A brief look at the long history of cremation

The history of cremation is long and varied. The disposal of dead bodies by burning is now a common practice, but it had to overcome strong opposition from both the church and the state.

When is the first recorded history of cremation?

In 1969, archaeologists in Australia found cremated remains estimated to be around 20,000-years old.  The Old and New Testaments of the Bible mention cremation. The practice was common in both ancient Greek and Roman civilizations.

What caused cremation to lose popularity?

Cremation fell from favour with the spread of Christianity. By the fifth century, it was virtually extinct within the Christan realms. The church was extremely powerful and claimed that for Resurrection to occur a complete body was necessary. At this point in the history of cremation, it was largely seen as a heathen practice.

The modern history of cremation

Closed furnace cremations first began in Germany in the mid-1800s.

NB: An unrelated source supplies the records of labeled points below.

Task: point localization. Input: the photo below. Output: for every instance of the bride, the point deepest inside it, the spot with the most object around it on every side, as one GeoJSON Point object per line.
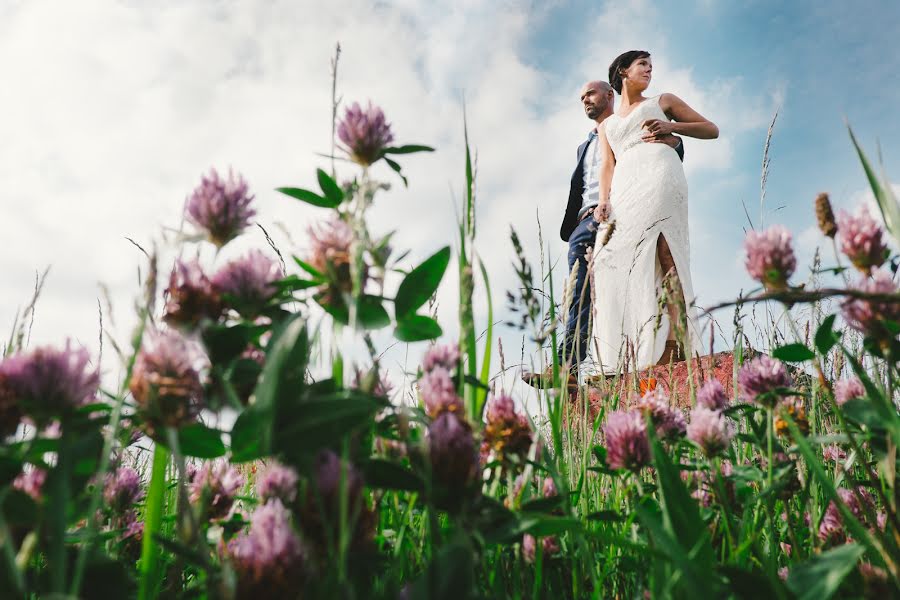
{"type": "Point", "coordinates": [642, 275]}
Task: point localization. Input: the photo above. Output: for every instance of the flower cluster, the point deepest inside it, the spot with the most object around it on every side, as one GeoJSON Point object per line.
{"type": "Point", "coordinates": [507, 433]}
{"type": "Point", "coordinates": [861, 239]}
{"type": "Point", "coordinates": [213, 487]}
{"type": "Point", "coordinates": [364, 133]}
{"type": "Point", "coordinates": [46, 383]}
{"type": "Point", "coordinates": [165, 381]}
{"type": "Point", "coordinates": [627, 444]}
{"type": "Point", "coordinates": [667, 420]}
{"type": "Point", "coordinates": [190, 297]}
{"type": "Point", "coordinates": [248, 282]}
{"type": "Point", "coordinates": [770, 256]}
{"type": "Point", "coordinates": [220, 207]}
{"type": "Point", "coordinates": [760, 378]}
{"type": "Point", "coordinates": [269, 557]}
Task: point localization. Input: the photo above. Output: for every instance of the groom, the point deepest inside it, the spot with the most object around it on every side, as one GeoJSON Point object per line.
{"type": "Point", "coordinates": [580, 229]}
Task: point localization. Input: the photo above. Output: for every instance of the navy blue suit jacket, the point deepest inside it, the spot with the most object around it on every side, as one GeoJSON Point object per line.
{"type": "Point", "coordinates": [576, 191]}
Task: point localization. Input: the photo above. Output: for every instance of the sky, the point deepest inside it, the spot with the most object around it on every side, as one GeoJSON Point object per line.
{"type": "Point", "coordinates": [111, 111]}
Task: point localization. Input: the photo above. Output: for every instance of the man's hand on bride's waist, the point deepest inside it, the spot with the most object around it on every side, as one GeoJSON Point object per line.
{"type": "Point", "coordinates": [602, 212]}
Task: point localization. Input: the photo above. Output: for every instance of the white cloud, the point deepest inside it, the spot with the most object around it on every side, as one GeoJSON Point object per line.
{"type": "Point", "coordinates": [118, 108]}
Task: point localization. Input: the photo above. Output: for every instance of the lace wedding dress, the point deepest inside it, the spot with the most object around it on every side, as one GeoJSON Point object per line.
{"type": "Point", "coordinates": [648, 199]}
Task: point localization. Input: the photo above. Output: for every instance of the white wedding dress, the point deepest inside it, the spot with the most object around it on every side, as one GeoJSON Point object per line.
{"type": "Point", "coordinates": [648, 198]}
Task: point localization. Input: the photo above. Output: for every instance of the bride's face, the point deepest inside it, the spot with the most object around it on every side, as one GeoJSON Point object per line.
{"type": "Point", "coordinates": [639, 73]}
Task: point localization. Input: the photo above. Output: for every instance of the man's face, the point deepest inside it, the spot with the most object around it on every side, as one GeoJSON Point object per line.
{"type": "Point", "coordinates": [594, 100]}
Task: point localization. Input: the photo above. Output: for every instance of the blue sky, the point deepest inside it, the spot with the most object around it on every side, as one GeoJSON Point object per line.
{"type": "Point", "coordinates": [119, 107]}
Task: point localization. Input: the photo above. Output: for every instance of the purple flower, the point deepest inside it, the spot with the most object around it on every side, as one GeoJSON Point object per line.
{"type": "Point", "coordinates": [49, 382]}
{"type": "Point", "coordinates": [627, 445]}
{"type": "Point", "coordinates": [220, 207]}
{"type": "Point", "coordinates": [770, 257]}
{"type": "Point", "coordinates": [122, 489]}
{"type": "Point", "coordinates": [869, 316]}
{"type": "Point", "coordinates": [165, 381]}
{"type": "Point", "coordinates": [861, 239]}
{"type": "Point", "coordinates": [453, 454]}
{"type": "Point", "coordinates": [31, 482]}
{"type": "Point", "coordinates": [441, 355]}
{"type": "Point", "coordinates": [277, 481]}
{"type": "Point", "coordinates": [709, 430]}
{"type": "Point", "coordinates": [847, 389]}
{"type": "Point", "coordinates": [249, 281]}
{"type": "Point", "coordinates": [668, 421]}
{"type": "Point", "coordinates": [364, 133]}
{"type": "Point", "coordinates": [759, 378]}
{"type": "Point", "coordinates": [507, 432]}
{"type": "Point", "coordinates": [214, 485]}
{"type": "Point", "coordinates": [269, 557]}
{"type": "Point", "coordinates": [439, 393]}
{"type": "Point", "coordinates": [190, 297]}
{"type": "Point", "coordinates": [712, 395]}
{"type": "Point", "coordinates": [831, 529]}
{"type": "Point", "coordinates": [10, 411]}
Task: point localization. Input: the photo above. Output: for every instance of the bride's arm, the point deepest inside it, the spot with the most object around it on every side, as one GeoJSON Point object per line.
{"type": "Point", "coordinates": [687, 121]}
{"type": "Point", "coordinates": [607, 166]}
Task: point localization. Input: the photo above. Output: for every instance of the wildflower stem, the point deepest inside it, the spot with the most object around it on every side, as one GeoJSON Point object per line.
{"type": "Point", "coordinates": [153, 511]}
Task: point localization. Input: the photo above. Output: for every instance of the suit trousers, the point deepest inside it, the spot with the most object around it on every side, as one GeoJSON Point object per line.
{"type": "Point", "coordinates": [578, 323]}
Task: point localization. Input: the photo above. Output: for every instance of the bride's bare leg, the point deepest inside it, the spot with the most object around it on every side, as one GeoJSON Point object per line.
{"type": "Point", "coordinates": [670, 273]}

However, it was not until 1874 that the subject received any serious interest in the UK.  The Cremation Society began to campaign for cremation on the grounds of cost and hygiene. Victorian funerals were very expensive. Overcrowding in burial grounds made them unhealthy places. The society constructed the first crematorium four years later. They tested the process on a horse. The complaints of local residents caused the Home Secretary to order its closure. The grounds were that the cremation of a body could hide evidence of a murder.

A Druid paves the way for cremation in the UK

Doctor William Price built a funeral pyre in his garden in Glamorgan to cremate the body of his five-day-old son in Druid fashion. He was subsequently arrested and tried. The resulting judgement was, that cremation was not illegal as long as it did not cause a nuisance. In 1885 the first human cremation took place in Woking. 1902 saw the passing of the first Cremation Act.

The world wars affect the history of cremation

The massive loss of life during the first world war began to change attitudes towards cremation. Princess Louise became the first member of the Royal family to choose cremation in 1917.  Neville Chamberlain and Ramsay MacDonald helped to increase people's acceptance of the practice. However, by 1930, still only 5-percent of people were choosing cremation.

Gradually more crematoriums opened and the practice grew.  The removal of the ban by the Roman Catholic church in 1963  gave more people the option. By 1968, the number of cremation exceeded burials in the UK, and now cremation is the choice of more than 75-percent of people.